To answer some of your questions more directly, now that I've given you a small picture of what it's like, yes, exercise was recommended by my psychiatrist because it feeds oxygen to your brain, and one reason it's believed that panic attacks happen is because your body forgets to breathe regularly and your brain goes into a fight or flight mode, sending adrenaline to the rest of you to get you to breathe deeply again to make up for that lack of oxygen. I think there's something to that theory because the breathing exercises I was taught have helped end attacks quicker than anything else. Exercise is also recommended for those with other PTSD related problems because the simple act of wearing yourself out helps you go to sleep easier, and they claim it reduces stress levels. So I think it's believable to use exercise in your story to help your MC sleep.
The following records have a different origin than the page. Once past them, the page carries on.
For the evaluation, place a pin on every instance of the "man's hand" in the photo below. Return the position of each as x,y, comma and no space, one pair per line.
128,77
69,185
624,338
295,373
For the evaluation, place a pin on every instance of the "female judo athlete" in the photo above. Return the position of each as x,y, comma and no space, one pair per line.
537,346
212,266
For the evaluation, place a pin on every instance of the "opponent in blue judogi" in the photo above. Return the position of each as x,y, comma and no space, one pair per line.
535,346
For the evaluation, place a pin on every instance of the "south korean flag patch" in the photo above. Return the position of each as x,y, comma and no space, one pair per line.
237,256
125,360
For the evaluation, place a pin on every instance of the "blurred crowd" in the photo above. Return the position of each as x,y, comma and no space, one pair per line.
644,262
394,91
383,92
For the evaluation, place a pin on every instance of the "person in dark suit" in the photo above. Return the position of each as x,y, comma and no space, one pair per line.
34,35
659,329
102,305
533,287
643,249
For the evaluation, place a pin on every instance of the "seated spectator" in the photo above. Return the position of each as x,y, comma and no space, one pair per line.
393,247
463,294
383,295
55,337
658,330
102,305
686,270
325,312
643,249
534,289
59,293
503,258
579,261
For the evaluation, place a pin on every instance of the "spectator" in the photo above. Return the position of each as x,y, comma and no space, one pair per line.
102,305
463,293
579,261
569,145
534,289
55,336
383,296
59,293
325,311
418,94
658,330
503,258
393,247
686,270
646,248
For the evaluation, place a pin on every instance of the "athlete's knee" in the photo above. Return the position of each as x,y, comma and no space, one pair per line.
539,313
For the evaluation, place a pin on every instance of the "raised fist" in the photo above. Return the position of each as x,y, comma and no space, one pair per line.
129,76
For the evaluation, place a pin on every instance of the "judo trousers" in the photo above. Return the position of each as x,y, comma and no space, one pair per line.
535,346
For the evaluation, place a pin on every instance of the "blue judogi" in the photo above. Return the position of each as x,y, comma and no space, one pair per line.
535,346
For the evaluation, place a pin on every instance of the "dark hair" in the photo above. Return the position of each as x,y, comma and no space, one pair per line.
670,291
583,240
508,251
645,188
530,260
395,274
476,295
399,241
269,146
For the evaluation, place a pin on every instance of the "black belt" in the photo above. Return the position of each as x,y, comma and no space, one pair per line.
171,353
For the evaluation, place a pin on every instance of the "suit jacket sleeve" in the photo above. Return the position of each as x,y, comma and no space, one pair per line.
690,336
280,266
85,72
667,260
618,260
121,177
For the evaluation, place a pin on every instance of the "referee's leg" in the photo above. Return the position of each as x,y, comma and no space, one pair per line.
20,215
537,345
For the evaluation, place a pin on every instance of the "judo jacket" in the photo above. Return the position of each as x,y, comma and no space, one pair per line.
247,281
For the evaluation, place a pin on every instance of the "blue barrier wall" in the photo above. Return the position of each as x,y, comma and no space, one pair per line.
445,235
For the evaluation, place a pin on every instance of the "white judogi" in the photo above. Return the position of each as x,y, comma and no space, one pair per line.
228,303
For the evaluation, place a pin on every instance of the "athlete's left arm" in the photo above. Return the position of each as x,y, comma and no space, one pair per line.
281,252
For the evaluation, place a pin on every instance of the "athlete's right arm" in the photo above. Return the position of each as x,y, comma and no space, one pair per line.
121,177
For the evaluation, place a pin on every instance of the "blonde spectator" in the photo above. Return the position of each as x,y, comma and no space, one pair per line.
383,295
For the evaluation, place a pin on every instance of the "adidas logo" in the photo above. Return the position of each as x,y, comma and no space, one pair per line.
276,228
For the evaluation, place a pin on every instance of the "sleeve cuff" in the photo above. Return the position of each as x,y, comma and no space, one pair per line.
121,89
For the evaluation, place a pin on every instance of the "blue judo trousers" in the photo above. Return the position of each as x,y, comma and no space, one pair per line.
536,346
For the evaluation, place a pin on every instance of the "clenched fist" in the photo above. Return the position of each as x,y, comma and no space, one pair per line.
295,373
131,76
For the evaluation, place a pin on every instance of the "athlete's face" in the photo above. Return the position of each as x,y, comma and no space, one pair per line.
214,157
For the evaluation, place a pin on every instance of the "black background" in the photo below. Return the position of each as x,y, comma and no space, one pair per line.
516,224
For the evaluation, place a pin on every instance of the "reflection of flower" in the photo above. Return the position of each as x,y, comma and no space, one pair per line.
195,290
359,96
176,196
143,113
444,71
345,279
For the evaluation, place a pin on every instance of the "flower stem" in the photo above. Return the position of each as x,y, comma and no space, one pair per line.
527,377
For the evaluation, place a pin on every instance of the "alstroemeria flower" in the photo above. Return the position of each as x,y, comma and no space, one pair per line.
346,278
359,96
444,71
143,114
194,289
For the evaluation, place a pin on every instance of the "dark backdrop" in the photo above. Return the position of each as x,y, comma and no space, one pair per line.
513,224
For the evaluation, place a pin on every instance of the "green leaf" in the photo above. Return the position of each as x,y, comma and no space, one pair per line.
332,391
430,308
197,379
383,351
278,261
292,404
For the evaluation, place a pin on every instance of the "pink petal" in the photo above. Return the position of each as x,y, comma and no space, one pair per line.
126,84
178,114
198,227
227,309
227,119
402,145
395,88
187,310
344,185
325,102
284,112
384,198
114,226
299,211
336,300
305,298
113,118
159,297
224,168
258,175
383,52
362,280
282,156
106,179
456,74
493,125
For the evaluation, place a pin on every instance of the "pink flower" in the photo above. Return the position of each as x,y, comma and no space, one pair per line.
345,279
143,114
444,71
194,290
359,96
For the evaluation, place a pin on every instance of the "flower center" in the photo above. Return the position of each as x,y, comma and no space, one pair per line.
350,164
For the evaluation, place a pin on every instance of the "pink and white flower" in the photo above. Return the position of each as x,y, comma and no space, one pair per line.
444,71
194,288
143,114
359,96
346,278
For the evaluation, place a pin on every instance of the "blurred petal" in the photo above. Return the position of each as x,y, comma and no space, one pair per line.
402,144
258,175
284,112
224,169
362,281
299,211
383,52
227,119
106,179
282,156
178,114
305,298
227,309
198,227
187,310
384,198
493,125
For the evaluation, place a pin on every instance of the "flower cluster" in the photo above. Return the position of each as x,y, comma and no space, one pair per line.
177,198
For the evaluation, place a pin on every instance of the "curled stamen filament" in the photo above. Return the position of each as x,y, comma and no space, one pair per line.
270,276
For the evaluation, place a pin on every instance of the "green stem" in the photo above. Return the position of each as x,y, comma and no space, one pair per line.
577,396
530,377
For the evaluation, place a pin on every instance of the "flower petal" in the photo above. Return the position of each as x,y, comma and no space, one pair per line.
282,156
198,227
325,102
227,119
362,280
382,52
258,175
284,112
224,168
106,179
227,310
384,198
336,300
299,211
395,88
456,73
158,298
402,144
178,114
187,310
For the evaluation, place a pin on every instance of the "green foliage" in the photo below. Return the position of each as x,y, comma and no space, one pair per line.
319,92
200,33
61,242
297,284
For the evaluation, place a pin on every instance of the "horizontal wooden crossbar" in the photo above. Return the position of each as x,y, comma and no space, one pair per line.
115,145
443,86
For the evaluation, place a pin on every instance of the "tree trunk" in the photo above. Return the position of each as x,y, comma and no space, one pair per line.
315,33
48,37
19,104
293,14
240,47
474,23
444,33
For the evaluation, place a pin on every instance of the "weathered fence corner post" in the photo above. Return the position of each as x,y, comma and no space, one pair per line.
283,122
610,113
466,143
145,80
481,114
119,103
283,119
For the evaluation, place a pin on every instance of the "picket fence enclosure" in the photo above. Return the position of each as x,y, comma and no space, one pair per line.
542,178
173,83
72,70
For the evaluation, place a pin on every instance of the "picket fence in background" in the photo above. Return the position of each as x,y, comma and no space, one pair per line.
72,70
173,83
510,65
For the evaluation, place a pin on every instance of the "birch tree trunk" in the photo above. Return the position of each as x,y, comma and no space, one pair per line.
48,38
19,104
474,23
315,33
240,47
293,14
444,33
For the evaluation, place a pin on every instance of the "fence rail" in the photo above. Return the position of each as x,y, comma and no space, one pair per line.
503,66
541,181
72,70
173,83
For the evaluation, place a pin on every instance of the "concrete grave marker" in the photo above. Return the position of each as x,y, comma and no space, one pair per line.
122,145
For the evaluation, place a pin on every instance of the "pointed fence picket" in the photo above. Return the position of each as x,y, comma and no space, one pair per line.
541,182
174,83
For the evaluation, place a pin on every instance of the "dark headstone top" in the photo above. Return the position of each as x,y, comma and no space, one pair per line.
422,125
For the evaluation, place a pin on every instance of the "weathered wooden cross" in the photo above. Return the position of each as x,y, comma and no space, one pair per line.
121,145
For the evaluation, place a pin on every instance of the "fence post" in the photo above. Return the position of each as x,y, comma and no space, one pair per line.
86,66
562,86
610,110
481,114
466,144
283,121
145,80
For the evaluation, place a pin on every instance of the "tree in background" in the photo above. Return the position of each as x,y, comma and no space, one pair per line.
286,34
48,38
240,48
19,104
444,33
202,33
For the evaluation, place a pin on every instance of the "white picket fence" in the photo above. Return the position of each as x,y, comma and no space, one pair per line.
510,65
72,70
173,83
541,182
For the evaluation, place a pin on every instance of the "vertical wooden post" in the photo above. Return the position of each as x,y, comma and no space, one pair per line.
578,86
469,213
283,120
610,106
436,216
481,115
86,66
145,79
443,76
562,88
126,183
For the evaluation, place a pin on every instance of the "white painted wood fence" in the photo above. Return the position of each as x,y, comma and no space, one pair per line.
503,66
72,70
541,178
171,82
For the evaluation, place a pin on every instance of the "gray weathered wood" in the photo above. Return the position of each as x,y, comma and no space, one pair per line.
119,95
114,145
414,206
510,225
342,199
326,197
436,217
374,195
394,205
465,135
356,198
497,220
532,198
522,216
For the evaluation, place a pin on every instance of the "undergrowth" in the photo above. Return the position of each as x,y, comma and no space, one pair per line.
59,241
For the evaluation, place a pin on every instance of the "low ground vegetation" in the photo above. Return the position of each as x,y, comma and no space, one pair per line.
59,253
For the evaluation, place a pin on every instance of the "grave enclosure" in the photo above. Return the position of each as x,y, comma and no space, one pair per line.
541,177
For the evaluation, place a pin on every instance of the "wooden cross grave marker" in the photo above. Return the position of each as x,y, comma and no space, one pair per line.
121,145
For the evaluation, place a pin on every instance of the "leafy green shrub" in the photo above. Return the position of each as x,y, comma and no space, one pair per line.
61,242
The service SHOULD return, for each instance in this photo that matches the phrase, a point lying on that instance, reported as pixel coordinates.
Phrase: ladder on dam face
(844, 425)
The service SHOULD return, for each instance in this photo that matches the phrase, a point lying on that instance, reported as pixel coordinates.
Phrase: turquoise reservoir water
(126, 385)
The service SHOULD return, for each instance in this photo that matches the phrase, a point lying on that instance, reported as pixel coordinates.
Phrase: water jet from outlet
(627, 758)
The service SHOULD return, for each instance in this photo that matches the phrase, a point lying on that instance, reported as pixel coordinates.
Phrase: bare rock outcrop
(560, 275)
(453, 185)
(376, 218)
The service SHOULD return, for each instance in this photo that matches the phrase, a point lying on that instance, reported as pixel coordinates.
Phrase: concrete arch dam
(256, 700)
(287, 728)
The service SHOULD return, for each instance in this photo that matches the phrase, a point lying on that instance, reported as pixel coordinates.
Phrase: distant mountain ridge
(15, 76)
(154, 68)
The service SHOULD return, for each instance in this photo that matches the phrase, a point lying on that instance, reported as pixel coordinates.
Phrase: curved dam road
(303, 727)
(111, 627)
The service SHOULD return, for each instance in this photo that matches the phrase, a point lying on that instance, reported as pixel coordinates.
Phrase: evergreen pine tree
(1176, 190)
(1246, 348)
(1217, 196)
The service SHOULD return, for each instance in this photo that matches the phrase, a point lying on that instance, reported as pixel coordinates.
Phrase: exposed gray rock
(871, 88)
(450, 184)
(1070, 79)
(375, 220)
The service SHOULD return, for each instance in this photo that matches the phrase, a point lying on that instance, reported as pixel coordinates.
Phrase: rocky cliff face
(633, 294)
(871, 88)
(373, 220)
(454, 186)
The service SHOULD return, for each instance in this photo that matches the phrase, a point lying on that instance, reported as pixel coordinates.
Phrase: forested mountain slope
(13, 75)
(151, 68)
A lot of fellow veterans I've known, I've also watched turn to other forms of danger to get a similar kind of rush we had in the sandbox. Some people buy motorcycles and fast cars and drive at insane speeds that can get themselves killed, others turn to drugs and alcohol, some get into law enforcement to try to get that same feeling of brotherhood fighting evil. I got into armed security for a couple years but quit after things got insanely dangerous for me and my partners when we worked with Tulsa police to bust a drug ring. I'm probably going a little off topic here, but that's the kind of things that Army and Marine Corps people do when they get home a lot of times. Fighting and carrying a gun is what you know so law enforcement of one kind or another makes sense as a career for some. Didn't end up being for me, and actually made my stress worse, but some get the old thrill out of it.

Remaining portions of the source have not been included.